Did anyone notice when Connie is explaining the drug ballad to Cutter, McCoy, and Bernard in Cutter's office, that she is sitting in Mike's chair in front of his laptop? I don't think I've seen her there before, she's usually on one of the seats in front of his desk...Connie would look really good as EADA in that chair! But Mike would probably object to that...

And you're right, ATLAO, the scene with Mike, Connie, and her ex was priceless! Loved Mike's mispronunciation of the band name. I can't wait for this Friday's episode! Thanks again for the excellent and insightful recap. I always understand the episodes better after I read your blog.

Shelly said...

I thought it was interesting they had the chief of D's try to help Anita with the marijuana so she won't get in trouble.
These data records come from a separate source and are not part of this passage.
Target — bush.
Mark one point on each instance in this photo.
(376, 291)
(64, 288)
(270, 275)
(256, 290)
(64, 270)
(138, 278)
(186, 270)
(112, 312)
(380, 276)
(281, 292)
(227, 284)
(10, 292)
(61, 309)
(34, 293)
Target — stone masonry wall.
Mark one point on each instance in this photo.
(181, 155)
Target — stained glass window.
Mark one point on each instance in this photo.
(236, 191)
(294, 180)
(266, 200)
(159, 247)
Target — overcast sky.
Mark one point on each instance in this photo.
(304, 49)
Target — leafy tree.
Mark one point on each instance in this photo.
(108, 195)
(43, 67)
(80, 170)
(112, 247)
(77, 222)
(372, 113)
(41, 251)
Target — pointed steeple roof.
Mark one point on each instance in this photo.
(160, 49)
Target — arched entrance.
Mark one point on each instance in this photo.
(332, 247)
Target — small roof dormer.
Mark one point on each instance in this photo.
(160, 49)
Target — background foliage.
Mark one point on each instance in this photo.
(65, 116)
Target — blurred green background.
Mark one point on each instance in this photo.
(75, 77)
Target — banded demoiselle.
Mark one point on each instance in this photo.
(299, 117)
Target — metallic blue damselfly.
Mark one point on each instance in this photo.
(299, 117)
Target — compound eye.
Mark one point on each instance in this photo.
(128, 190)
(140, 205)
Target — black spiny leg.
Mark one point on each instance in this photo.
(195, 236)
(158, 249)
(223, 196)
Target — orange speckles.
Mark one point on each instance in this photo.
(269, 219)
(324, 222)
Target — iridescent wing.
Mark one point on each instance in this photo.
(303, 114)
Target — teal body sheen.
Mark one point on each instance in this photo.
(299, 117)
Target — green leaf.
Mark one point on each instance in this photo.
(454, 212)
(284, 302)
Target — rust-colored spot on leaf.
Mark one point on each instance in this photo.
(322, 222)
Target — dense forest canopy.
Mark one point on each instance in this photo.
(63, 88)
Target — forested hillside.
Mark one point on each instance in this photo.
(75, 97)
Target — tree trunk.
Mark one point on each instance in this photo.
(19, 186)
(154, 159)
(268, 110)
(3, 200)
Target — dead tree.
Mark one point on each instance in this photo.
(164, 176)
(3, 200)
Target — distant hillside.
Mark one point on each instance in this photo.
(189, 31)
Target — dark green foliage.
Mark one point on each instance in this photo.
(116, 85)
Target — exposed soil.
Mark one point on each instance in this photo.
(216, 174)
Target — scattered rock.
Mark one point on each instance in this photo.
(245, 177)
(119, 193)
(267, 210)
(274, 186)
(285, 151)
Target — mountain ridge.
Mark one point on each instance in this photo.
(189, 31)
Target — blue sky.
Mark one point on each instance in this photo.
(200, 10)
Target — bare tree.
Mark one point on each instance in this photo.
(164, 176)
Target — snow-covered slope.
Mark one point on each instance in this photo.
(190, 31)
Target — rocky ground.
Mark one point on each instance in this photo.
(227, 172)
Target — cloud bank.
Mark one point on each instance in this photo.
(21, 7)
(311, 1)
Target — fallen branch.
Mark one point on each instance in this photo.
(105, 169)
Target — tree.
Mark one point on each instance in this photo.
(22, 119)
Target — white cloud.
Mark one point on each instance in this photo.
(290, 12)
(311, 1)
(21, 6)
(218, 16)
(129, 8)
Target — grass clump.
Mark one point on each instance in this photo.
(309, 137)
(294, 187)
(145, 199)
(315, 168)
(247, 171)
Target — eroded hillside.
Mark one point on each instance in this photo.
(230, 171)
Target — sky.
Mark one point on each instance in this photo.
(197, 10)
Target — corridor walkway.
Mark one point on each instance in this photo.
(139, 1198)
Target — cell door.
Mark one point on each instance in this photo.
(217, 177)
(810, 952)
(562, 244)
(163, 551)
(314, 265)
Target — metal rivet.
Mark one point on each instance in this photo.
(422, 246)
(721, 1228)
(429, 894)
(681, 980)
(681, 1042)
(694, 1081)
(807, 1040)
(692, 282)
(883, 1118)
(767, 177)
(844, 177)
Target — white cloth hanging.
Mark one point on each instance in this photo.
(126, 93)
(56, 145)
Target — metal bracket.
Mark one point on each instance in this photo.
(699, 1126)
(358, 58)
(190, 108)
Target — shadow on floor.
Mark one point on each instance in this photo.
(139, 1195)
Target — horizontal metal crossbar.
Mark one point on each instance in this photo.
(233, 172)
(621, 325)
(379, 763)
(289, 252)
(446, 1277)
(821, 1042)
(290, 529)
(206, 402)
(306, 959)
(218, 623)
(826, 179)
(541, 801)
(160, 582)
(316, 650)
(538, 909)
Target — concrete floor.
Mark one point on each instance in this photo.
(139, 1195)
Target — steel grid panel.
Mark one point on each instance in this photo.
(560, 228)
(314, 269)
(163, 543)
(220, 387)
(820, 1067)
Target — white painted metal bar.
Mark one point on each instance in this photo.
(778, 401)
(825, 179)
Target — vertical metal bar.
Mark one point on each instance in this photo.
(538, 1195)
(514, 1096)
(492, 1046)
It's been several years since her lawsuit against the department, but in the aftermath at the time, she wasn't very well liked by the higher ups. Here's hoping that has changed because they behaved like little children at times in dealing with her...

John K. said...

Let it be known that the John above is not me. Heh.

Anyway, good recap, as always. As for the smell on Van Buren, um, well, did the writers apparently forget the woman worked in Narcotics for many years pre-her 2-7 promotion? Oops.